A rising punch from the Yeon Clan’s Thirteen Fists met a knee.
As fierce as his offense, his defense was just as stout. An art of offense–defense as one. Not an easy man to crack.
“Good.”
Thud!
He failed to slip the kick; blood flew from Yeon Hojeong’s mouth.
Even spitting blood, his eyes never left Ming Chisan.
“With this one—”
Vwoom! Crack!
Ming Chisan staggered half a pace—Yeon Hojeong’s springing legwork torqued his upper body.
In an instant his concentration peaked. Before a foe who could wreck him with one mistake, Yeon Hojeong’s will honed to a razor.
“With this one, it’s possible.”
Vvvvvvmmmm—
Within the faint, blue-green True Qi, a northern gloom stirred.
Black Tortoise Qi—but not the energy he drew to unfurl the Northern Heaven Twelve Walls.
A technique already prepared. True Qi already prepared.
Led by the Black Tortoise Qi, that current began to take shape.
“With this one, I can call it out.”
Ming Chisan’s blade swung mercilessly.
Vwooom! Shraaaaak!
A vicious blade-gale spat forward. A saber wind that crossed the gap and flew. If he didn’t stop it, the axe—and his right arm—would go in one cut.

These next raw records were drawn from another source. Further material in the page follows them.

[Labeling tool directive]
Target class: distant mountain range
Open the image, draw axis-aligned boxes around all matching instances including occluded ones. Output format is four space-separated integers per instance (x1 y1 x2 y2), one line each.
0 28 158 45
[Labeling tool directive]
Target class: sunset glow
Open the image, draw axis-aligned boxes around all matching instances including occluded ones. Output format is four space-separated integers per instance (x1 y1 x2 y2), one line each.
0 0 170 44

For a heartbeat Yeon Hojeong’s vision went white.
“Wind.”
The world slowed.
Shivering bamboo leaves rolled like waves. Ming Chisan’s motion seemed mired like in mud.

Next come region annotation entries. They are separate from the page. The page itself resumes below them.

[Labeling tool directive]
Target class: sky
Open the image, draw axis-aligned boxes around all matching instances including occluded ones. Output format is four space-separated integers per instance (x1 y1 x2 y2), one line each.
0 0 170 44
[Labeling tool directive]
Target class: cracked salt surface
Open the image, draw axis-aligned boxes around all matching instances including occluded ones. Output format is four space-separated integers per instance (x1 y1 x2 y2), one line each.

And within it, the wind of a blade—impossible to see—shone white to his eyes.
The muscles of his thighs swelled.
Kwoooom!
The Stamping Step that hammered the earth roared like a tiger. The muscles of the arms gripping the axe bulged like enraged bulls.
“Come out!”
Fwaaaaah!
White wind surged into his lungs.
A cold, chill white energy flashed in an instant through every nerve.
His mouth opened of its own accord.
“Grrrraaaah!!”
With the bellow of a mountain king, his axe began to move in a way that defied reason.